The tone was a commingling of surprise, consternation and half disappointment.

Larry reddened, and an embarrassing pause ensued.

“I see you have heard of me,” he remarked lamely. “I saw you several years ago.”

“Yes-s,” the girl said hesitatingly. “I have heard Harry speak of you. I remember seeing you—at a baseball game, but you have grown so I did not recognize you.”

“Your cousin and I have not been—well, friends,” he remarked. “So I suppose you have not heard much good concerning me.”

“Oh, as for that,” she said smiling, “Harry and I are not friends either. He is a bear and he treats me as if I were still a child.”

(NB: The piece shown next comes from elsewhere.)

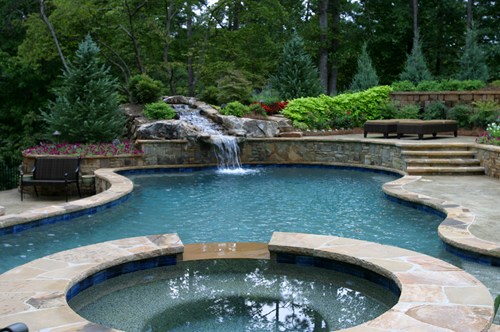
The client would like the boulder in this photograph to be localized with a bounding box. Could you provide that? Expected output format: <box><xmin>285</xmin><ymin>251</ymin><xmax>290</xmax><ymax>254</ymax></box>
<box><xmin>136</xmin><ymin>120</ymin><xmax>204</xmax><ymax>140</ymax></box>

“I do not see why we should be enemies, just because our families are,” remarked Larry, feeling as if he had turned traitor to Major Lawrence when he said it. “It is not our quarrel.”

“No,” she said doubtfully. “You do not seem a bit as Harry said you were. I expect he just told those horrid stories about you because he does not like you.”

“I’m sorry he chooses me as an enemy,” said Larry, remembering Krag’s advice and striving not to permit his temper to be ruffled.

“Harry says he will not let you play on the teams at Cascade,” she replied quickly. “He says the fellows do not like you and will not play if you do.”

“I wasn’t very popular last year,” said Larry, laughing to conceal his embarrassment. “You see I didn’t know them and thought they did not treat me well. I hope it will be better this year.”

In a few moments their embarrassment passed, and the boy and girl chattered away merrily. Larry told of his boy life back in the East, of the death of his parents and Major Lawrence’s kindness in taking him as his own son; of his trip West, and of his meeting with the Giants and Krag the pitcher. Helen Baldwin was sympathetic.

“I can understand,” she said. “My father and mother are poor and we are a large family, so it was hard for papa to give us all he would have liked to. Uncle Barney offered to take me and educate me, so I am much in the same situation that you are—only when Uncle Barney goes East, he takes me, and I visit with my parents, and next summer he is going to bring Bertha, my younger sister, to the ranch as company for me, as Harry and Bob and I do not play well together.”

By bedtime they were fast friends. The feud of the Lawrence and Baldwin families seemed buried so far as they were concerned. And the following morning, when they arrived, Larry Kirkland carried the girl’s baggage to the wagonette that was to take her to St. Gertrude’s and promised that he would call on Thursdays when the girls were allowed visitors.

As the wagonette turned up the avenue he seized his own neglected baggage and springing into a carriage, started for Cascade campus, filled with a new determination to win his C.